1. Field of the Invention
The present invention relates to a semiconductor memory device including a stacked gate having a charge storage layer and a control gate, and a method of manufacturing the same. For example, the present invention relates to the structure of a NAND flash memory.
2. Description of the Related Art
Conventionally, an electrically erasable and programmable read only memory (EEPROM) has been known as a non-volatile semiconductor memory. In the EEPROM, charges are injected to a charge storage layer from a channel region via a tunnel insulating film by a tunnel current. Data is read by measuring a change of electric conductivity of a MOS transistor (memory cell transistor) in accordance with an injected charge.
In a conventional EEPROM, the gate electrode of a memory cell transistor has the following structure. Specifically, a charge storage layer is formed on a semiconductor substrate with a tunnel insulating film interposed therebetween. A control gate electrode is formed on the charge storage layer with an inter-gate insulating film interposed therebetween. The control gate electrode has a multi-layer structure having the following layers in general. One is a semiconductor layer formed on the inter-gate insulating film, and another is a metal silicide layer formed on the semiconductor layer. The foregoing structure is disclosed in Jpn. Pat. Appln. KOKAI Publication No. 2005-116970, for example.

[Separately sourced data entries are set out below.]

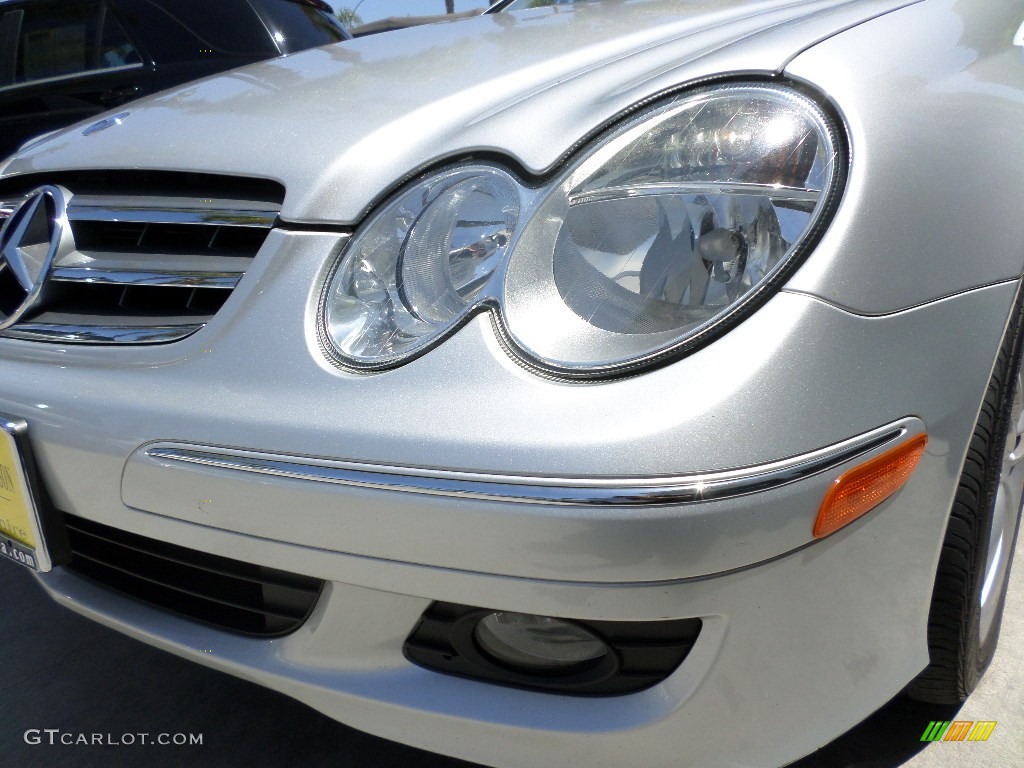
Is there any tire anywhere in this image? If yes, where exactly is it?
[906,289,1024,705]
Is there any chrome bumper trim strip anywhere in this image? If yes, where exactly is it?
[145,417,925,507]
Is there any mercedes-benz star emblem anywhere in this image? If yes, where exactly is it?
[82,112,131,136]
[0,186,75,331]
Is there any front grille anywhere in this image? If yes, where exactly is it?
[65,515,324,637]
[0,171,284,344]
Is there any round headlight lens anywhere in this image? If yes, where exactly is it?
[319,84,845,377]
[502,85,837,374]
[323,167,520,366]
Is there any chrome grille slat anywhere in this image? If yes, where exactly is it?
[50,266,245,288]
[3,323,206,344]
[0,171,284,344]
[68,195,278,228]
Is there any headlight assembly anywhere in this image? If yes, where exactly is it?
[321,84,844,377]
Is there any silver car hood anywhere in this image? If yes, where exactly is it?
[3,0,910,224]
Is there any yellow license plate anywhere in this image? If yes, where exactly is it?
[0,417,50,571]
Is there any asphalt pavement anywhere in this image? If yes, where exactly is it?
[0,547,1024,768]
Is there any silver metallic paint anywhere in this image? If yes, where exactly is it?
[0,0,911,224]
[0,0,1024,768]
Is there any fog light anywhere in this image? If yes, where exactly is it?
[473,611,608,674]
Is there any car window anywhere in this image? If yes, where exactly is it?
[333,0,493,37]
[0,2,142,87]
[249,0,351,53]
[140,0,280,60]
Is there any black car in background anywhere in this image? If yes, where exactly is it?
[0,0,350,159]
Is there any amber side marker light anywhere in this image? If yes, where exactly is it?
[814,434,928,539]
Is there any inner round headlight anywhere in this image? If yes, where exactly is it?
[323,166,519,367]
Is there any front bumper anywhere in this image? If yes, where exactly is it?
[0,224,1016,767]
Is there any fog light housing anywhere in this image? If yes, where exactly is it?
[473,611,608,675]
[402,601,700,696]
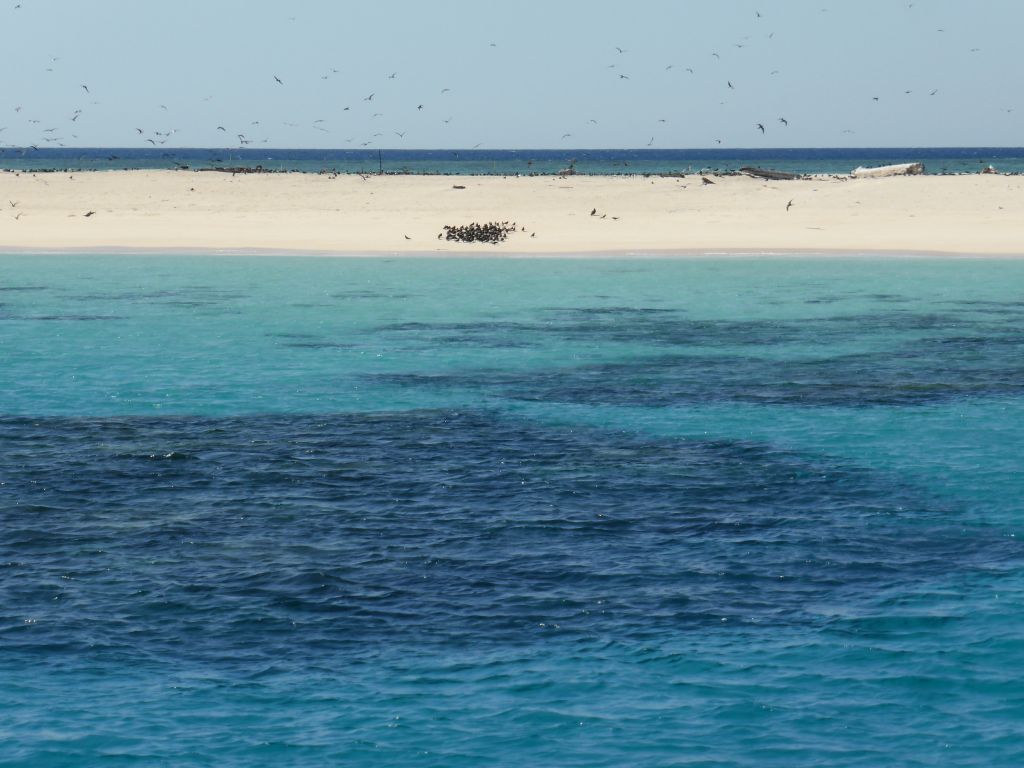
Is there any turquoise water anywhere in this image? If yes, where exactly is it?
[0,146,1024,175]
[0,255,1024,766]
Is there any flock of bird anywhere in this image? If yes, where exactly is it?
[0,3,1011,148]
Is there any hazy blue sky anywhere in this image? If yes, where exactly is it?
[0,0,1024,148]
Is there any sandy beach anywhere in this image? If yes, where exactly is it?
[0,170,1024,255]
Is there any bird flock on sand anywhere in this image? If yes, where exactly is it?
[0,0,1013,148]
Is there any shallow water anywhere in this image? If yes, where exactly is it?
[0,255,1024,766]
[0,146,1024,175]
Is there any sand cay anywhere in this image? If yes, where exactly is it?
[0,170,1024,255]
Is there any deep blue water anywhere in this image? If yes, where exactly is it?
[0,255,1024,767]
[0,147,1024,175]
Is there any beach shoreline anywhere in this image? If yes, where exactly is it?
[0,170,1024,258]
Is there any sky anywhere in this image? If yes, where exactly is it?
[0,0,1024,150]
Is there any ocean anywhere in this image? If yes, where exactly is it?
[0,254,1024,768]
[6,146,1024,176]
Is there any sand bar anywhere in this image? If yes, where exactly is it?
[0,170,1024,255]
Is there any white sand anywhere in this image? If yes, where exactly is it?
[0,171,1024,255]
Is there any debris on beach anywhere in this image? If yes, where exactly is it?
[438,221,515,245]
[739,166,801,181]
[850,163,925,178]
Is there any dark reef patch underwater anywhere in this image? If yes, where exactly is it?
[0,256,1024,768]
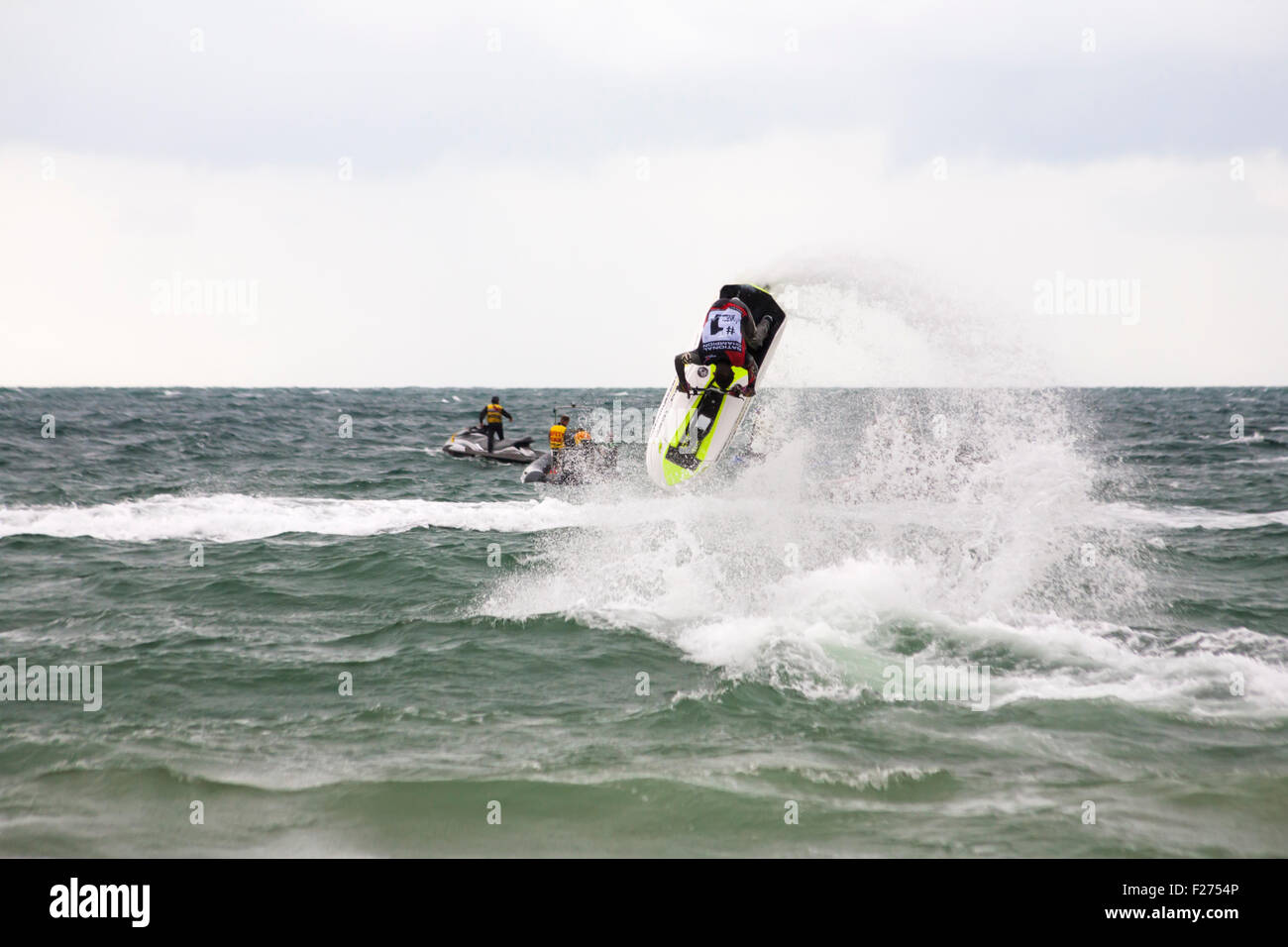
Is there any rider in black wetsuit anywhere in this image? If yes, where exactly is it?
[480,394,514,454]
[675,283,786,397]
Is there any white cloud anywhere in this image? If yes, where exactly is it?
[0,134,1288,386]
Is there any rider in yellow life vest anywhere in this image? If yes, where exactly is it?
[480,394,514,454]
[550,415,568,451]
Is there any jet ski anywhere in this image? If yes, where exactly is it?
[443,425,537,464]
[519,443,617,485]
[644,286,786,487]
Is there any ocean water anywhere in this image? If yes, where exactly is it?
[0,386,1288,857]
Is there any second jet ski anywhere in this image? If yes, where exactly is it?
[443,424,537,464]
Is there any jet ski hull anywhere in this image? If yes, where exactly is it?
[443,428,537,464]
[644,301,786,487]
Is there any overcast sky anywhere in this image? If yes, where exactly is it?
[0,0,1288,388]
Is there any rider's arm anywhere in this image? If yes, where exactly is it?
[675,349,698,385]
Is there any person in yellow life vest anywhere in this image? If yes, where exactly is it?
[550,415,568,453]
[480,394,514,454]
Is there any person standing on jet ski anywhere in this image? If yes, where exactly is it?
[675,283,786,398]
[546,415,568,456]
[480,394,514,454]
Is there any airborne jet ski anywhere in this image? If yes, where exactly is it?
[443,425,537,464]
[644,284,787,487]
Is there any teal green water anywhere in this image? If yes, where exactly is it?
[0,389,1288,857]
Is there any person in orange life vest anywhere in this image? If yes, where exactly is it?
[549,415,568,455]
[675,284,783,397]
[480,394,514,454]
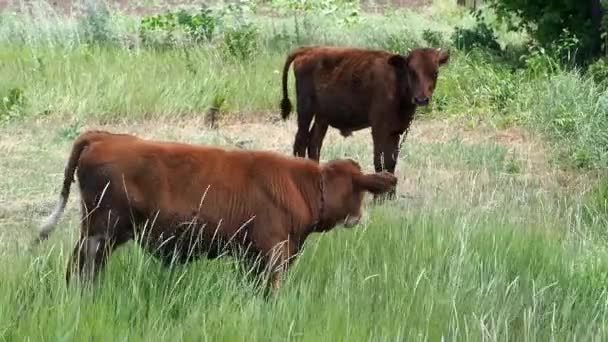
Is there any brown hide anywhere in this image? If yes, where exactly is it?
[281,46,449,200]
[40,131,396,288]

According to the conventional structure, the foregoing metal silicide layer is deposited on the entire surface, and thereafter, a silicon oxide film or silicon nitride film is deposited as a mask material. The mask material and the metal silicide layer are integrally processed (etched) via a lithography process and anisotropic reactive ion etching. Thus, the corner of the upper portion of the metal silicide contacting the boundary with an insulating film as the mask material becomes sharp. For this reason, according to the conventional EEPROM, if a potential difference occurs between control gate electrodes of neighboring memory cell transistors, an electric field concentrates at the corner of the control gate. In particular, when the data is written into the selected memory cell, a voltage of 15V or more and 30V or less is applied to a control gate line connected to the selected memory cell. Moreover, 0V is applied to the neighboring control gate line to prevent a write error. As a result, there is a possibility that a breakdown voltage fault occurs between control gate electrodes of neighboring memory cells.